Munich Security Conference opens amid concerns about 'boundless crises'

The chairman of the Conference on Security Policy Wolfgang Ischinger addresses the Munich Security Conference in Munich, Germany, February 12, 2016. [Photo/Agencies]

MUNICH -- Top security and defense officials gathered in Munich for an annual security forum on Friday, focusing on Syrian conflicts, refugees, terrorism and other "boundless crises."

"The global strategic environment is bleak. The international order in my view is in its worst shape since the end of the cold war," said Wolfgang Ischinger, Chairman of the Munich Security Conference, at the opening of the forum on Friday afternoon.

"Overwhelmed and helpless guardians are faced with increasingly boundless crises and empowered reckless spoilers," he added, referring to Syrian conflicts which had turned into a regional conflict and become the main driver of the biggest refugee crisis since World War Two.

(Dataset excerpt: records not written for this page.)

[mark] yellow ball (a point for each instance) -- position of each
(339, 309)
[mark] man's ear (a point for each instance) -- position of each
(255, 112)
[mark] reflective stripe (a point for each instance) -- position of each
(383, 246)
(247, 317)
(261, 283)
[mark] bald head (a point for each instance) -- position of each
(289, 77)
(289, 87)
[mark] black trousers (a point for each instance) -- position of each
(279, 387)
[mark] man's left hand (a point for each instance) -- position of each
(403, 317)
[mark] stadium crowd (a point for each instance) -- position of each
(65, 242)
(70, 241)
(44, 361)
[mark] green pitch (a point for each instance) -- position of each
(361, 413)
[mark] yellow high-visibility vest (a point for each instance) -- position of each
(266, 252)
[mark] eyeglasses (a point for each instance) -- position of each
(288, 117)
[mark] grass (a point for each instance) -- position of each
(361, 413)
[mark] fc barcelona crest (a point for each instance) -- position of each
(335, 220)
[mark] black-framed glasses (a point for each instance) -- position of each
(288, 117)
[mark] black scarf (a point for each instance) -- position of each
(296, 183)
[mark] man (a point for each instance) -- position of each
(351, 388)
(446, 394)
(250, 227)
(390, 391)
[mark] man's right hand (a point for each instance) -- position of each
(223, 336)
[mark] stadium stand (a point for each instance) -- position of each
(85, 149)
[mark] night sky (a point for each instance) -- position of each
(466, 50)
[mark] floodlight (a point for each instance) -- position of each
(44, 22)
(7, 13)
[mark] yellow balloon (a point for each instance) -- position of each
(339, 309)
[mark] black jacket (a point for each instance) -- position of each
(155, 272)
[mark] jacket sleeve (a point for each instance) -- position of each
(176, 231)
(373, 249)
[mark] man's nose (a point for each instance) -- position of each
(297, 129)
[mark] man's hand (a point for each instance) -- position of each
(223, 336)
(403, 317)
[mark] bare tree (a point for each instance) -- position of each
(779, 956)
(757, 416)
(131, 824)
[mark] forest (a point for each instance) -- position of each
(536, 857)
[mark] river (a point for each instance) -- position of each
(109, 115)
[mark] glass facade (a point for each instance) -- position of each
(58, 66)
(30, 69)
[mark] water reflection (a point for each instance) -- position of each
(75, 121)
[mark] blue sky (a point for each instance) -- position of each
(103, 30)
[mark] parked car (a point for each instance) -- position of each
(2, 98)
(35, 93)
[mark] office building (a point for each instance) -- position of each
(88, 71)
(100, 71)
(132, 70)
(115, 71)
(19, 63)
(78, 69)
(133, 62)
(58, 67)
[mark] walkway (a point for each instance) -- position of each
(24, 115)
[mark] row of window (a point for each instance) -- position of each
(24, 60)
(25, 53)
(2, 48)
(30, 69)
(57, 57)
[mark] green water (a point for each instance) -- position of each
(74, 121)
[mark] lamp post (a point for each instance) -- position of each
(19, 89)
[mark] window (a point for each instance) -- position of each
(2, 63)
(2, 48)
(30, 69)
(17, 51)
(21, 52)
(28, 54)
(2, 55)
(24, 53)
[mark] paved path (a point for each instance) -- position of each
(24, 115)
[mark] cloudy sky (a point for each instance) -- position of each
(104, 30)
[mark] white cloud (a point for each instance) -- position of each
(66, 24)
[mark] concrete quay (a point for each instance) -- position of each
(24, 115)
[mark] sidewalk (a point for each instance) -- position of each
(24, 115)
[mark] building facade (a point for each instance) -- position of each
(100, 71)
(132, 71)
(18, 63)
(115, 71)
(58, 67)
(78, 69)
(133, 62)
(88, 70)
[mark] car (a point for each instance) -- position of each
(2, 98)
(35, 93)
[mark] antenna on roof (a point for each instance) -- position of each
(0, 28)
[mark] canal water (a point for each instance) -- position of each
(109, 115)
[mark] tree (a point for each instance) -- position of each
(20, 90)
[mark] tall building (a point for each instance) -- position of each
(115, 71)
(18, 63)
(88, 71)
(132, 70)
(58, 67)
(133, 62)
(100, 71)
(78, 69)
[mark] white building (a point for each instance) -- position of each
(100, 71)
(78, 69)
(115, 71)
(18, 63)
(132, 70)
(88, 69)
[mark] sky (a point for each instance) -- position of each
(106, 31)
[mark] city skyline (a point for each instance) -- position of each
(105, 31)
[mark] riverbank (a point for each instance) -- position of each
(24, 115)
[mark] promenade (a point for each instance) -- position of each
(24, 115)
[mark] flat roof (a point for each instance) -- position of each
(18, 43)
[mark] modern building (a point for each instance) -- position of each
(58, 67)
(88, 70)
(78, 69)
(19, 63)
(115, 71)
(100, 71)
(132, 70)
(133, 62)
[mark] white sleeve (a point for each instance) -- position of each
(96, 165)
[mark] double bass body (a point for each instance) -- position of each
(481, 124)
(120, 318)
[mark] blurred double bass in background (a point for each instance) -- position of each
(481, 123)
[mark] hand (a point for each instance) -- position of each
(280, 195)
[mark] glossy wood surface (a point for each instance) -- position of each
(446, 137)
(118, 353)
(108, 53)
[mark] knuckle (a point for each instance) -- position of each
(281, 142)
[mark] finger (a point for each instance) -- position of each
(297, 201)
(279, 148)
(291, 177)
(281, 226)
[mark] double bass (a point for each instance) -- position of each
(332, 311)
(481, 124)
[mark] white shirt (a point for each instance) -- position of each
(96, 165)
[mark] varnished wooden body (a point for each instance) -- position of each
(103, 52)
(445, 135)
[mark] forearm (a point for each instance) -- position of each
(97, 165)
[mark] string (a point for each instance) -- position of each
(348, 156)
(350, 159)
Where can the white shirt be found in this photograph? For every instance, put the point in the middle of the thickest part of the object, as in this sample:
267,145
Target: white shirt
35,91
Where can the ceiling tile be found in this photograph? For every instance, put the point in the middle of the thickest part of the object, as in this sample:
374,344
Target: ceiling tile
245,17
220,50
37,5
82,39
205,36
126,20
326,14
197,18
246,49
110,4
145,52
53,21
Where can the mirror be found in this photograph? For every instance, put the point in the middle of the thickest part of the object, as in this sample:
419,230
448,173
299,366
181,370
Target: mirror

Ischinger urged countries to show more solidarity and seek joint responses to the crises instead of solutions from merely national prospective.

The Syrian war, refugee crisis, Islamic State, Ukraine conflicts are among the key issues to be discussed at the forum from Friday to Sunday.

Some 600 decision makers including over 30 heads of states and governments and more than 70 ministers will attend the conference.

Participants include Russian Prime Minister Dmitry Medvedev, French Prime Minister Manuel Valls, US State Secretary John Kerry and his Russian counterpart Sergey Lavrov, Ukrainian President Petro Poroshenko, Iraqi Prime Minister Haider Al-Abadi and NATO General Secretary Jens Stoltenberg.

Fu Ying, Chairwoman of the Foreign Affairs Committee of the National People's Congress of China, was scheduled to attend a panel discussion on China on Saturday afternoon.

The conference, now at its 52th edition, started hours after top diplomats agreed to implement a nationwide "cessation of hostilities" in Syria within one week and to accelerate and expand the delivery of humanitarian aid immediately in the war-torn country.

Chinese Foreign Minister Wang Yi said the decisions represented a "positive and meaningful progress" which "China is pleased to see."

He urged all sides involved to make efforts to get the agreements implemented, adding that China would continue to participate in the peace process in Syria, and, when necessary, continue to play an active and constructive role and offer proposals to help resolve the Syria issue.